For some providers, higher acuity assisted care was a specific product, designed to deliver a comparable level of care to skilled nursing but in a more home like or residential setting. While good in concept, the care often came at a very steep price and without the option of a patient using his/her Medicare benefits as the Assisted setting did not qualify for Medicare participating provider status. Getting somewhat around this benefit issue, AL providers partnered with home health agencies to deliver higher-level skilled services such as skilled nursing (wound care, IV therapy, etc.) and skilled therapy services for rehabilitation. With proper qualification, the Part A home health benefit covers the additional, higher acuity services. Value-based care models via Medicare Advantage plans are also dabbling in paying for, high acuity care in Assisted Living.

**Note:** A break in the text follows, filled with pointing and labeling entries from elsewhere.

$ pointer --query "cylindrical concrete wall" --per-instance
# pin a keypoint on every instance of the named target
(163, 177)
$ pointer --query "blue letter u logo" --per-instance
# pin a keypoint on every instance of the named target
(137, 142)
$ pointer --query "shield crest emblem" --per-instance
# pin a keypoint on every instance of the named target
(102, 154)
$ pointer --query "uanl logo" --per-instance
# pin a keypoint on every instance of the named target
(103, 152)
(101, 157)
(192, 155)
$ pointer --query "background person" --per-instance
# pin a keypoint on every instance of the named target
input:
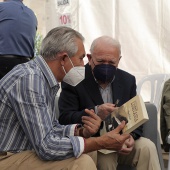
(18, 26)
(104, 84)
(31, 136)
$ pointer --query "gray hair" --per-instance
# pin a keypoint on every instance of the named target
(107, 40)
(58, 40)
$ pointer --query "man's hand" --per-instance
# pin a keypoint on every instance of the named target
(128, 146)
(91, 123)
(113, 140)
(105, 109)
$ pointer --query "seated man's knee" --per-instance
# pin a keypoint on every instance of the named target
(86, 162)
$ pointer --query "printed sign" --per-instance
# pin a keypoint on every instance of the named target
(65, 19)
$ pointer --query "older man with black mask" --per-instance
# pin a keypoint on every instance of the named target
(103, 86)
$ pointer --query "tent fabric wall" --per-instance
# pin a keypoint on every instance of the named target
(141, 26)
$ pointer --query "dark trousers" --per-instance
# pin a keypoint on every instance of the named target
(8, 62)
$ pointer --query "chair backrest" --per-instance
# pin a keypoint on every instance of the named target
(156, 82)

Assisted Living is the fastest growing segment in long-term care, though Home Health remains the fastest growing Medicare post-acute segment. Currently, 810,000 people reside in an assisted living facility across the U.S. Some care is covered via Medicaid waiver programs, allowing a resident eligible for Medicaid (and often, dually eligible for Medicare) to reside in an assisted living facility and have the service fees paid for by Medicare. Unfortunately, as is typically true for all care reimbursed by Medicaid, the payment level for assisted living is generally quite low and often, below the cost of care.
The care not paid for by Medicaid can be quite expensive. If service levels extend to the skilled nursing equivalent, it is not uncommon to see monthly bills for residency and care exceed $10,000 per month. While acuity creep is common, so is price creep as additional services become necessity. The begging question about acuity creep and cost is how long a resident can self-pay at rates of $10,000 per month or more. Assisted Living, aside from Medicaid and some private long-term care insurance plans, is typically paid for via private funds.
In Assisted Living Facilities, 50% of the residents have three or more chronic conditions, and 42% have Alzheimer’s or other dementia-like diagnoses. The average length of stay in assisted living communities is 22 months. When residents’ care needs become more intense, most will move to a higher level of care, nursing home or skilled nursing level of care. Often, the residents and family members may not be willing to move to another level of care because of the increase in cost, uncertainty about the transition of care, and because they do not fully understand the risk exposures brought on by a resident’s deteriorating health and/or cognitive status. Denial of the escalating care needs for loved ones is common as family members tend to be somewhat removed from the daily caregiving tasks, missing or unwilling to see the decline.
The acuity creep is without question, a contributing factor to increasing litigation. As resident care needs increase, among a staffing supply shortage, staff availability and competency to deliver higher acuity services may lack. Unmet care needs that lead to increasing falls, skin breakdown, additional hospitalizations, weight loss, etc., are the common triggers for litigation.
In a future post, I’ll concentrate specifically on increased litigation risk in Assisted Living, the factors and opportunities for reducing risk/effectively managing risks.